Landon and T-Rav meet up for dinner and they both have the most annoying drink orders like, “clear tequila plus your margarita mixer only if you make it in house, but then just a splash of it, plus soda water, and every lime in South Carolina.” They have a “deep” conversation where T-Rav concludes, “At some point neck up matters,” and wishes that he would have gotten married back when he was Landon’s age. Great, so you could have tanked that poor woman’s life along with your own? Like, someone give T-Rav a humanitarian award for not ruining the life of his imaginary first wife. 

Craig is cooking for Naomie and then hauling everything across the yard to her parents’ back deck, which looks out over the water, which is s fucking dumb place to sit and eat because it’s night and you can’t see shit. Anyway, Craig thinks that dusting off patio furniture proves that he is awesome boyfriend and will cause Naomie to overlook the fact that he spends his days using a pre-set function on his sewing machine to embroider cupids on random pieces of cloth. He says, “I hope she feels as lucky being with me as I think she should,” and JESUS. Craig, my dude, you were close to being OK until the end of that sentence.

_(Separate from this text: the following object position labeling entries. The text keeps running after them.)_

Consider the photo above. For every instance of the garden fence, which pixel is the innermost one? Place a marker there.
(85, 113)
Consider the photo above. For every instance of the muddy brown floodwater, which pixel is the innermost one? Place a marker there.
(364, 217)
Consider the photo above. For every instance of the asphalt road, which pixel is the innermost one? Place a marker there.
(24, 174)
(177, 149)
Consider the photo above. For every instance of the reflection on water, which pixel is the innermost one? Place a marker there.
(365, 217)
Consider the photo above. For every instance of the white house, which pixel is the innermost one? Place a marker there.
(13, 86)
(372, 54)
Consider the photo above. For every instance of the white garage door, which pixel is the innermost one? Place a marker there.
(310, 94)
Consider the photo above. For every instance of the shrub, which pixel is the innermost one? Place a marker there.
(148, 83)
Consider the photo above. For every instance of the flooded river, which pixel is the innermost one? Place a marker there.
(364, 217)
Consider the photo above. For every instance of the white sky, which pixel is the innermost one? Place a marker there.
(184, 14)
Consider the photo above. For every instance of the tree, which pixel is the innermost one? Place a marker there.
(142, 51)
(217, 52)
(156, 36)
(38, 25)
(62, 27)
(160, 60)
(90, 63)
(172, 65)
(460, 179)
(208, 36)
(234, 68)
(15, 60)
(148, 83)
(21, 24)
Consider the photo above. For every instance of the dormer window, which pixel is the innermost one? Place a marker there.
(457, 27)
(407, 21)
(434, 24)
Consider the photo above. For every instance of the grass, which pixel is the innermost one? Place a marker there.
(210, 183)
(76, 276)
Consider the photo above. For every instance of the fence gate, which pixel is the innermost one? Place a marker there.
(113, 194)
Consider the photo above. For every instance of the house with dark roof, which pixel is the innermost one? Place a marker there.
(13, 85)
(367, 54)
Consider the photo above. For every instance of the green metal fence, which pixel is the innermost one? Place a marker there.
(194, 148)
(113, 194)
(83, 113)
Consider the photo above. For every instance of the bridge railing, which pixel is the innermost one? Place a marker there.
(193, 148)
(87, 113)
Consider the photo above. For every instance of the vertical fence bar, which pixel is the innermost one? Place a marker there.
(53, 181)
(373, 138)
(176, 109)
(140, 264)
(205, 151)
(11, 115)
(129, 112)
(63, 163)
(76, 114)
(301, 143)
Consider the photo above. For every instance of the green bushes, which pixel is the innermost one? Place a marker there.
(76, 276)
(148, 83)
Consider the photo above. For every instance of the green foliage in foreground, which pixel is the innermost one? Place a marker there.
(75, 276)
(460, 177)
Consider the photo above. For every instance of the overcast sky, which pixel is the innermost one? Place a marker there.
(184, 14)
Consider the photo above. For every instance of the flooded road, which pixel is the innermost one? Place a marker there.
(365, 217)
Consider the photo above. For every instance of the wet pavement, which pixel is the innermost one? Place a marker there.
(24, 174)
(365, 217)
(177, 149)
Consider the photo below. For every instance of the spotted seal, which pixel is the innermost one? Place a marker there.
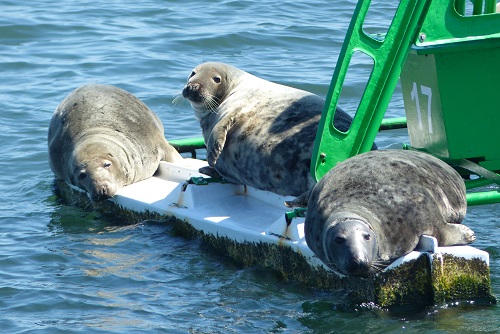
(258, 133)
(373, 208)
(102, 138)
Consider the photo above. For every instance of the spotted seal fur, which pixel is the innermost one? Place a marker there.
(258, 133)
(102, 138)
(373, 208)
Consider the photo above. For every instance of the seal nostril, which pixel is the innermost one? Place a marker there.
(339, 240)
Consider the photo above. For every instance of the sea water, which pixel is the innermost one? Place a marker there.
(68, 269)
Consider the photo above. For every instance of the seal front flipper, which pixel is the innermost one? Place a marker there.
(300, 201)
(210, 172)
(217, 139)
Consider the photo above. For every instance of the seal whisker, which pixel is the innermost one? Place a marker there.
(178, 99)
(211, 103)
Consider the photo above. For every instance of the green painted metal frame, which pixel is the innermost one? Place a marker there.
(333, 145)
(413, 17)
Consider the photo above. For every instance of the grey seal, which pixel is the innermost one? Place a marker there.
(258, 133)
(102, 138)
(373, 208)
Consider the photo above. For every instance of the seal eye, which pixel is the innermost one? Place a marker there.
(339, 240)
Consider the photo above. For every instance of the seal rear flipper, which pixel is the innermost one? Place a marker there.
(170, 154)
(456, 234)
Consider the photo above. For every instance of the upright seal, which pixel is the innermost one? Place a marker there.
(257, 133)
(373, 208)
(102, 138)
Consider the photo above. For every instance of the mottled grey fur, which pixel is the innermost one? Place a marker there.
(102, 138)
(257, 133)
(374, 207)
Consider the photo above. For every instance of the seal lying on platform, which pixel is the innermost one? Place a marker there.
(372, 209)
(102, 138)
(257, 133)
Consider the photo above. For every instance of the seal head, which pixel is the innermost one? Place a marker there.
(102, 138)
(257, 133)
(373, 208)
(349, 245)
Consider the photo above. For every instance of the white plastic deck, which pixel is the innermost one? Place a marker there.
(238, 212)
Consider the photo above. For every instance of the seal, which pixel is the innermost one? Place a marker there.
(373, 208)
(102, 138)
(258, 133)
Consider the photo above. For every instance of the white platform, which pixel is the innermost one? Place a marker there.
(238, 212)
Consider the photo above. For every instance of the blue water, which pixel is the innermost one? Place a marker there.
(70, 269)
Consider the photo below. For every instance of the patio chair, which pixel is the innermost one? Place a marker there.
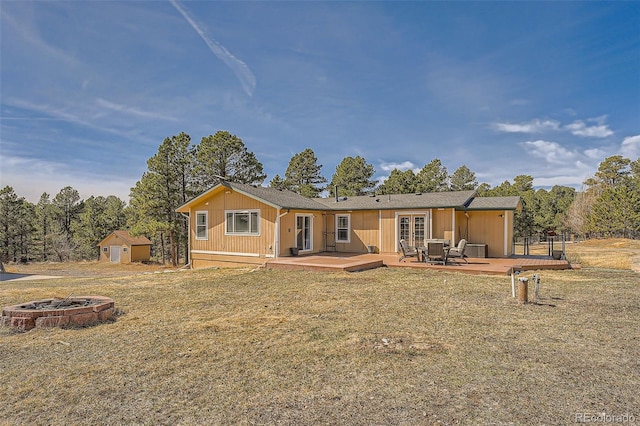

At dinner, Craig tells Naomie that he’s going to buy a rental home by the end of the week and that he’s also starting a clothing line. Naomie calls him out and says that he’s not going to do any of those things because doing even one of them requires him to actually DO A THING. She asks Craig if he wants to be a lawyer or not and Craig says that’s a dumb question because he can’t answer it until after he’s passed the bar and Naomie is like “don’t wait for the translation, yes or no,” and Craig is like, “I have neither the time nor the inclination to explain myself to a man who rises and sleeps under the blanket of the very freedom that I provide, and then questions the manner in which I provide it,” and Naomie is like, “Your logic is bad and you should feel bad,” and then Craig is like, “Your question is dumb and you are dumb,” and then Naomie wins my heart forever my demanding an instant apology, which Craig does not provide. Are they going to break up? Fuck, I hope so.